Author : David Menconi
Publisher : UNC Press Books
Page : 329 pages
File Size : 43,62 MB
Release : 2020-09-22
Category : Music
ISBN : 1469659360
This book is a love letter to the artists, scenes, and sounds defining North Carolina's extraordinary contributions to American popular music. David Menconi spent three decades immersed in the state's music, where traditions run deep but the energy expands in countless directions. Menconi shows how working-class roots and rebellion tie North Carolina's Piedmont blues, jazz, and bluegrass to beach music, rock, hip-hop, and more. From mill towns and mountain coves to college-town clubs and the stage of American Idol, Blind Boy Fuller and Doc Watson to Nina Simone and Superchunk, Step It Up and Go celebrates homegrown music just as essential to the state as barbecue and basketball. Spanning a century of history from the dawn of recorded music to the present, and with sidebars and photos that help reveal the many-splendored glory of North Carolina's sonic landscape, this is a must-read for every music lover.

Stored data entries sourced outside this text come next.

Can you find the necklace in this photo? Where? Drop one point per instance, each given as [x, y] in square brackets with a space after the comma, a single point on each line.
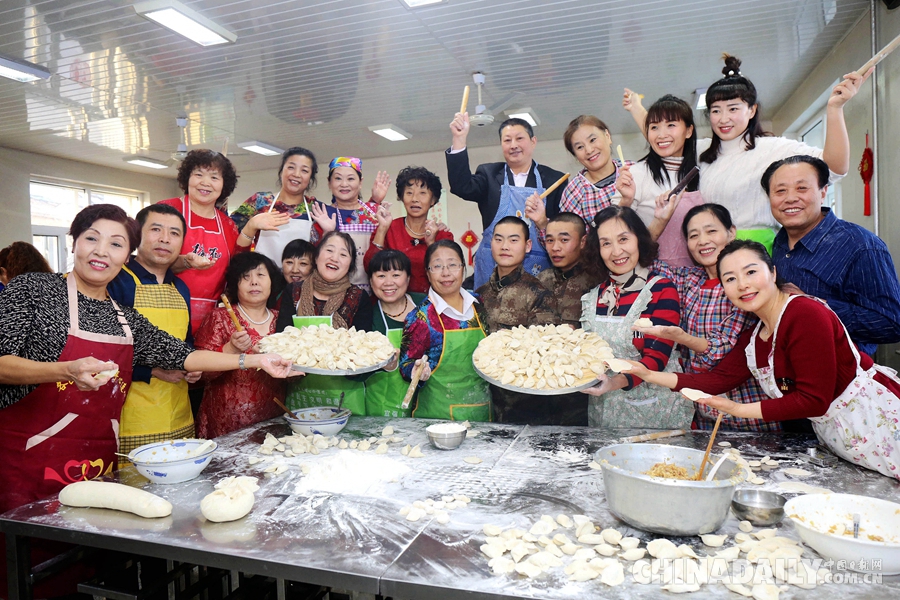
[246, 316]
[405, 304]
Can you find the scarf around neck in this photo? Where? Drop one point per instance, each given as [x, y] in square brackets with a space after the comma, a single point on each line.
[334, 290]
[632, 281]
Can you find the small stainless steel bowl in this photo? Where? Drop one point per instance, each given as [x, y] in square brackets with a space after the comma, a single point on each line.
[446, 441]
[758, 507]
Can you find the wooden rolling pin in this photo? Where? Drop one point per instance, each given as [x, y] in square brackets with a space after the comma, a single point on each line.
[465, 100]
[416, 374]
[558, 183]
[234, 319]
[880, 56]
[653, 436]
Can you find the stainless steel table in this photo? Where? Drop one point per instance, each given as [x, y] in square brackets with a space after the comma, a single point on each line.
[357, 540]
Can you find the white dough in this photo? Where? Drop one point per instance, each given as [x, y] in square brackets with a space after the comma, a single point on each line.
[713, 541]
[613, 575]
[796, 472]
[629, 543]
[102, 494]
[612, 536]
[663, 548]
[231, 501]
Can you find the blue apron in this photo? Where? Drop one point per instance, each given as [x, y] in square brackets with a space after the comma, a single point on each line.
[512, 202]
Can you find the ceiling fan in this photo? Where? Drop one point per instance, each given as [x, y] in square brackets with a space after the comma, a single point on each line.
[483, 115]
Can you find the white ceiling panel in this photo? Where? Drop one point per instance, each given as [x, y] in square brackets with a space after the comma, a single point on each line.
[317, 73]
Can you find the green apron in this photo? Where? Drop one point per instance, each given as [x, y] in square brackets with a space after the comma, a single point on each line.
[385, 389]
[324, 390]
[764, 236]
[455, 391]
[646, 405]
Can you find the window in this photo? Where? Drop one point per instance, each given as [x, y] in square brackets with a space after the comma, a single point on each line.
[54, 205]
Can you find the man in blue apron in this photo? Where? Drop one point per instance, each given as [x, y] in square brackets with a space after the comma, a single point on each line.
[501, 189]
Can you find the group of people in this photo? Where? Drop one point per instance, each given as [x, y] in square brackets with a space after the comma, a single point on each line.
[103, 359]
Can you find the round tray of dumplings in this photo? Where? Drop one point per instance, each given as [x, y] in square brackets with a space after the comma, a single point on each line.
[542, 360]
[324, 350]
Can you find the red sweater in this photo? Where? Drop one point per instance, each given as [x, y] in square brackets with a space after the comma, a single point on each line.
[813, 358]
[398, 239]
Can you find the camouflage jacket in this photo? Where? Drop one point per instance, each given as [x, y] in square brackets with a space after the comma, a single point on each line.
[517, 299]
[567, 288]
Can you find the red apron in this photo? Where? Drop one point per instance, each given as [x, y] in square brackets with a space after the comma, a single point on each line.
[206, 285]
[58, 434]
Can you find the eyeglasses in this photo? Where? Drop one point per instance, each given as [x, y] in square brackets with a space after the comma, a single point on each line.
[452, 267]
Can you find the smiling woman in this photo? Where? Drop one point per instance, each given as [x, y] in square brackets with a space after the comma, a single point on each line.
[67, 352]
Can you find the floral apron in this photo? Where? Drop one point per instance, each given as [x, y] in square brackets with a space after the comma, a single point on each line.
[272, 243]
[646, 406]
[861, 424]
[58, 434]
[512, 202]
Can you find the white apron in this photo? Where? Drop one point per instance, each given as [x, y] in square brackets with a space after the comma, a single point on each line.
[272, 243]
[861, 425]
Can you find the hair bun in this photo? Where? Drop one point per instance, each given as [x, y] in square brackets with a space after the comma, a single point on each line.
[732, 65]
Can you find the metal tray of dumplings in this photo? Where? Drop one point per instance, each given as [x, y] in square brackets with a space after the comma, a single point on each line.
[536, 392]
[342, 372]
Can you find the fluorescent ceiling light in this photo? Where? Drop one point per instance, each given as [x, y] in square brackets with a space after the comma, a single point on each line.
[700, 94]
[419, 3]
[526, 114]
[144, 161]
[184, 21]
[261, 148]
[22, 70]
[390, 132]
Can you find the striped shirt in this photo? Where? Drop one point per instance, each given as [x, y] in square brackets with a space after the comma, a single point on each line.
[851, 269]
[663, 309]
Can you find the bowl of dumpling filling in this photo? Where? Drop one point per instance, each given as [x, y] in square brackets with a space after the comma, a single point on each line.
[654, 487]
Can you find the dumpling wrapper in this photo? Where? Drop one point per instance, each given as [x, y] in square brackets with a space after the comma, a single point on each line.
[617, 364]
[694, 395]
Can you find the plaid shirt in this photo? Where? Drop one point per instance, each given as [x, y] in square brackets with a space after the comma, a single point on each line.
[707, 313]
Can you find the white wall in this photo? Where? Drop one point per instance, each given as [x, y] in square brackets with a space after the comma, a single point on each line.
[457, 213]
[17, 168]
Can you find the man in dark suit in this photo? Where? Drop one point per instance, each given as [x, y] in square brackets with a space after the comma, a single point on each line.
[504, 188]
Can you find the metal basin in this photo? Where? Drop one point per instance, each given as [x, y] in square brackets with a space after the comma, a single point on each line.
[666, 506]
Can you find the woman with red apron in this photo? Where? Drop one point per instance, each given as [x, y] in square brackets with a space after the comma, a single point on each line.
[207, 178]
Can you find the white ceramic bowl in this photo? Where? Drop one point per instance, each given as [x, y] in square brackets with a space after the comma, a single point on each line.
[821, 520]
[171, 461]
[324, 420]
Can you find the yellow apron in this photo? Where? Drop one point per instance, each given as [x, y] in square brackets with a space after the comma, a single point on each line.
[158, 409]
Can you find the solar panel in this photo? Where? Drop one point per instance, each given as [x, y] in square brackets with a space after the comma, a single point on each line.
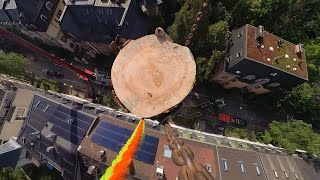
[85, 118]
[151, 140]
[64, 109]
[145, 157]
[148, 148]
[107, 143]
[114, 137]
[66, 135]
[77, 122]
[68, 127]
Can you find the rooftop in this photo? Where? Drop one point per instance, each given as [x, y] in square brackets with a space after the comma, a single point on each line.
[101, 22]
[54, 130]
[226, 158]
[9, 153]
[276, 52]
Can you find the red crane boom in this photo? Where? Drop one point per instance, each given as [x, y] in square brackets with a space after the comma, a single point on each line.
[36, 49]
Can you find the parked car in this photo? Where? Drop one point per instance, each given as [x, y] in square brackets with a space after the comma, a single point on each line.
[50, 72]
[58, 74]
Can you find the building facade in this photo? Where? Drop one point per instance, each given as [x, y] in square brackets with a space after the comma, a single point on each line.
[261, 62]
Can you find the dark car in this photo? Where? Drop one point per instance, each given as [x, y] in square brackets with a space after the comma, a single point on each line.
[58, 74]
[50, 72]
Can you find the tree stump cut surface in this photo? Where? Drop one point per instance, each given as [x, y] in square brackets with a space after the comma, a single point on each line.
[151, 75]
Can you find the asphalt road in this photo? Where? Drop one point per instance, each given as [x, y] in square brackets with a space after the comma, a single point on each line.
[40, 67]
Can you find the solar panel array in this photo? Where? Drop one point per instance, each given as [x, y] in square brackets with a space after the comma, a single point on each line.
[114, 137]
[68, 123]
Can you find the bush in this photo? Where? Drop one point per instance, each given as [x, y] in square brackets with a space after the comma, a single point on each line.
[236, 132]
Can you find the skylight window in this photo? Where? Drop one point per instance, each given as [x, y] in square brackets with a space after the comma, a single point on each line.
[225, 164]
[46, 108]
[257, 169]
[241, 167]
[38, 103]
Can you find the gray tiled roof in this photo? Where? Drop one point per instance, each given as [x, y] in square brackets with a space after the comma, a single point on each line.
[10, 153]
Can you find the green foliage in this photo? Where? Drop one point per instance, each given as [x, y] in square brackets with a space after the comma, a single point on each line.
[168, 10]
[12, 64]
[236, 132]
[46, 84]
[313, 56]
[264, 137]
[156, 21]
[8, 174]
[205, 67]
[182, 121]
[217, 35]
[294, 135]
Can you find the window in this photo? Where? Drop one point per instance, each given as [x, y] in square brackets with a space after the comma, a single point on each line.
[274, 85]
[7, 103]
[225, 164]
[20, 112]
[273, 74]
[286, 174]
[43, 18]
[209, 167]
[250, 77]
[46, 108]
[262, 81]
[49, 6]
[257, 169]
[59, 14]
[276, 174]
[241, 167]
[167, 152]
[37, 103]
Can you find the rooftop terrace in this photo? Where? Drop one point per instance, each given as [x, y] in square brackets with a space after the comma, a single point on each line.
[276, 52]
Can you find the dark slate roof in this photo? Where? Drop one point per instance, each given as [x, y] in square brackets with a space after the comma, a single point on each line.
[150, 3]
[101, 24]
[136, 23]
[91, 23]
[54, 120]
[31, 10]
[10, 153]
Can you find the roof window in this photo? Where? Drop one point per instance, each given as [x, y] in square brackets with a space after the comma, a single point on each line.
[46, 108]
[257, 169]
[241, 167]
[38, 103]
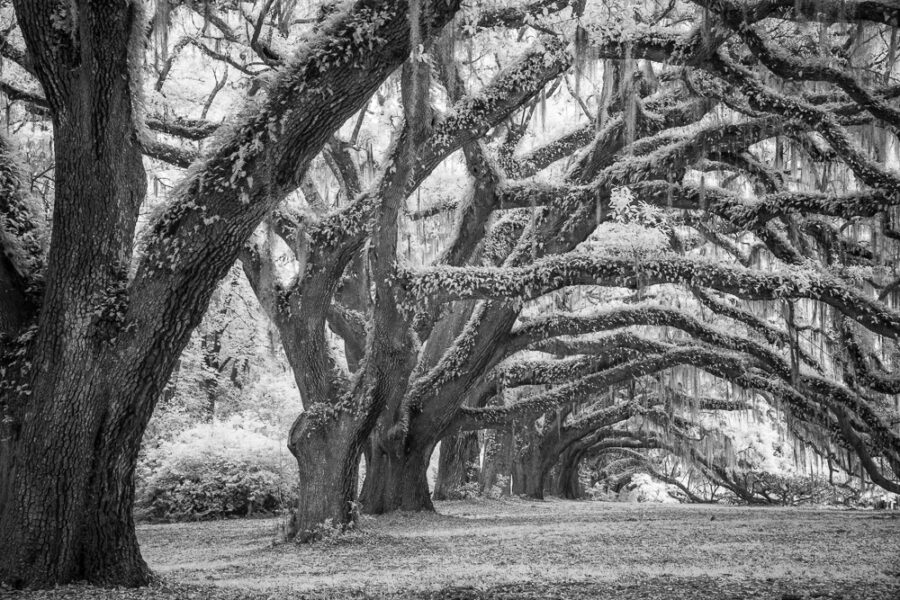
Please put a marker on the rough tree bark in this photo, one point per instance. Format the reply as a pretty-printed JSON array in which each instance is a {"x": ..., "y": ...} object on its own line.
[
  {"x": 497, "y": 461},
  {"x": 458, "y": 459},
  {"x": 103, "y": 343}
]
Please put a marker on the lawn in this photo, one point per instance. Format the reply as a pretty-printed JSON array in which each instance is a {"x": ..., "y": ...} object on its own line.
[{"x": 520, "y": 549}]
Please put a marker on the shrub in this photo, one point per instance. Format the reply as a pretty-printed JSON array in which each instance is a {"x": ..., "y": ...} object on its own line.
[{"x": 216, "y": 470}]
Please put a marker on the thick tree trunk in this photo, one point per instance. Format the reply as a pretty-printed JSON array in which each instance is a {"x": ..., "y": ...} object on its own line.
[
  {"x": 68, "y": 492},
  {"x": 327, "y": 450},
  {"x": 568, "y": 485},
  {"x": 528, "y": 479},
  {"x": 498, "y": 452},
  {"x": 456, "y": 465},
  {"x": 397, "y": 482}
]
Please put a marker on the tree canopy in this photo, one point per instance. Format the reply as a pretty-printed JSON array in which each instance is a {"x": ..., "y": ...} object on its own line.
[{"x": 585, "y": 227}]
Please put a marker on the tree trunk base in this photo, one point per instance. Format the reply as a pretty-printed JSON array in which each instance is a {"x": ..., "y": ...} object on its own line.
[
  {"x": 328, "y": 458},
  {"x": 397, "y": 483}
]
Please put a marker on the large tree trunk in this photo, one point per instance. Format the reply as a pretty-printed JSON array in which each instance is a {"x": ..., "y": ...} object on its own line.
[
  {"x": 568, "y": 484},
  {"x": 528, "y": 477},
  {"x": 456, "y": 465},
  {"x": 397, "y": 481},
  {"x": 498, "y": 450},
  {"x": 327, "y": 452},
  {"x": 73, "y": 440},
  {"x": 66, "y": 513}
]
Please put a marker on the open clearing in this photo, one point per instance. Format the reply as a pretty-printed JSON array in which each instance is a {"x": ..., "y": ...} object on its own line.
[{"x": 520, "y": 549}]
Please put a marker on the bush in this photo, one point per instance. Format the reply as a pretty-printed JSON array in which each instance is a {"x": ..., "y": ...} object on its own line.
[{"x": 216, "y": 470}]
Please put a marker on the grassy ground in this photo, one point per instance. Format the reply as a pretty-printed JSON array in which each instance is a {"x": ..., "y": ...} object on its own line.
[{"x": 555, "y": 549}]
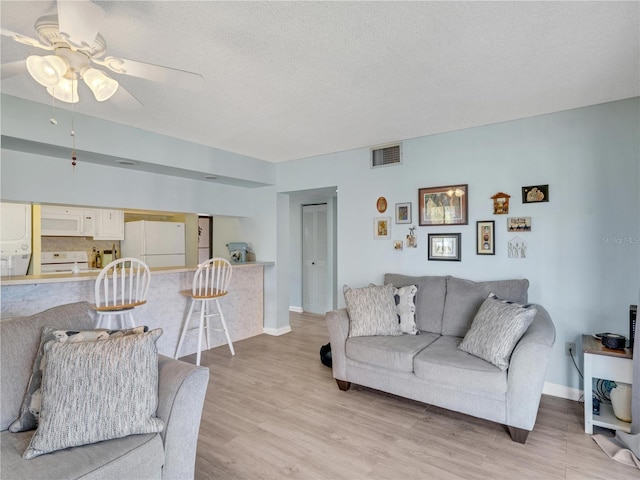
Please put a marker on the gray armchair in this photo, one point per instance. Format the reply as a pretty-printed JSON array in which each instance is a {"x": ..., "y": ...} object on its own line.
[{"x": 167, "y": 455}]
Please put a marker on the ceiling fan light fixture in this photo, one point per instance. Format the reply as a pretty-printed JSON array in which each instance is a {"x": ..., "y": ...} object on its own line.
[
  {"x": 47, "y": 70},
  {"x": 102, "y": 86},
  {"x": 66, "y": 90}
]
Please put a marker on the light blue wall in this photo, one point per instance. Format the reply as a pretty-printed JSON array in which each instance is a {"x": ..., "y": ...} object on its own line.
[
  {"x": 583, "y": 250},
  {"x": 584, "y": 246}
]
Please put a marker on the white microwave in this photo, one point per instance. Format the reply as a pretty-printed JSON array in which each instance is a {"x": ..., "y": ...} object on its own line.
[{"x": 65, "y": 222}]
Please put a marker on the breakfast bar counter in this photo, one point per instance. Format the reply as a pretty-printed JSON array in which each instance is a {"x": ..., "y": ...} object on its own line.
[{"x": 243, "y": 307}]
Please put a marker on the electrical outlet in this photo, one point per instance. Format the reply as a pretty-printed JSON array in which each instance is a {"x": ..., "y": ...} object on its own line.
[{"x": 568, "y": 348}]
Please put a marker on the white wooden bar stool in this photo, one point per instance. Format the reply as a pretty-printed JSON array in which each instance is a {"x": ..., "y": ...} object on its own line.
[
  {"x": 210, "y": 282},
  {"x": 121, "y": 287}
]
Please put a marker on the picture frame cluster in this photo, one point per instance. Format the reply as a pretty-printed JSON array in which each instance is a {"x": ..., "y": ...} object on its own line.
[{"x": 448, "y": 205}]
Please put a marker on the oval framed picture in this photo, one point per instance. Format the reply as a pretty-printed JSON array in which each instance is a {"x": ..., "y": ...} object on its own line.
[{"x": 381, "y": 204}]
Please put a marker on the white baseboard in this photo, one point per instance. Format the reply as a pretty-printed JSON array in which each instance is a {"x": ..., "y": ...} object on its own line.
[
  {"x": 561, "y": 391},
  {"x": 276, "y": 331}
]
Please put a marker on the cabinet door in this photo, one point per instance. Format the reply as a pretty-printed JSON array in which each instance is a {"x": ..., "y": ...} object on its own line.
[
  {"x": 109, "y": 225},
  {"x": 89, "y": 222}
]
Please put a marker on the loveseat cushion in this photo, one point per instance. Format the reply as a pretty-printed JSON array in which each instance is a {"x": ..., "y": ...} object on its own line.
[
  {"x": 96, "y": 391},
  {"x": 19, "y": 341},
  {"x": 135, "y": 456},
  {"x": 429, "y": 298},
  {"x": 496, "y": 329},
  {"x": 30, "y": 409},
  {"x": 372, "y": 311},
  {"x": 443, "y": 364},
  {"x": 464, "y": 297},
  {"x": 395, "y": 353}
]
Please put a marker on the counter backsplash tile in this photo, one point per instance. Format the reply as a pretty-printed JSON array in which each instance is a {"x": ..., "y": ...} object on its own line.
[{"x": 76, "y": 244}]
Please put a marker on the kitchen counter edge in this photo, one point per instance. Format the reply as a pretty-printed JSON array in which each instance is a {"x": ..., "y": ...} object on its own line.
[{"x": 91, "y": 276}]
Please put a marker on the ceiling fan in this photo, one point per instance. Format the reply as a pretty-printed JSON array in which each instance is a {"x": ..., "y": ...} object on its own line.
[{"x": 72, "y": 36}]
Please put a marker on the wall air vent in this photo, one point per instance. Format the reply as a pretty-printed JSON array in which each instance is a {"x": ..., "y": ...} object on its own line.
[{"x": 387, "y": 155}]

Author : Luis J. Rodríguez
Publisher : Open Road Media
Page : 180 pages
File Size : 37,6 MB
Release : 2012-06-12
Category : Poetry
ISBN : 1453259090
DIVDIVA mesmerizing collection of poems of urban pain and immigrant alienation, humming with a current of genuine beauty and the pulse of life/divDIV/divDIVThe Concrete River’s poems are dispatches from city corners that CNN viewers never see, that few dare visit, and that fewer still manage to escape. Rodríguez sings corridos of barrios and busted Chicanos trying to make it in L.A. and Chicago, from ballads of Watts’s broken glass to blues played alongside a tequila bottle under an elevated train. But the music also captures moments of true beauty amid the hard urban surfaces, where the cries of the ’hood “deliver sacrifices / of sound and flesh, / as a mother’s milk flows,” while love and community offer renewed hope./divDIV /divDIVThis ebook features an illustrated biography of Luis J. Rodríguez including rare images from the author’s personal collection./divDIV /div/div
Author : John Masefield
Publisher :
Page : 176 pages
File Size : 25,31 MB
Release : 1941
Category : Authors, English
ISBN :
Memories of two years in the author's life, during which he was employed in a carpet mill in Yonkers, New York.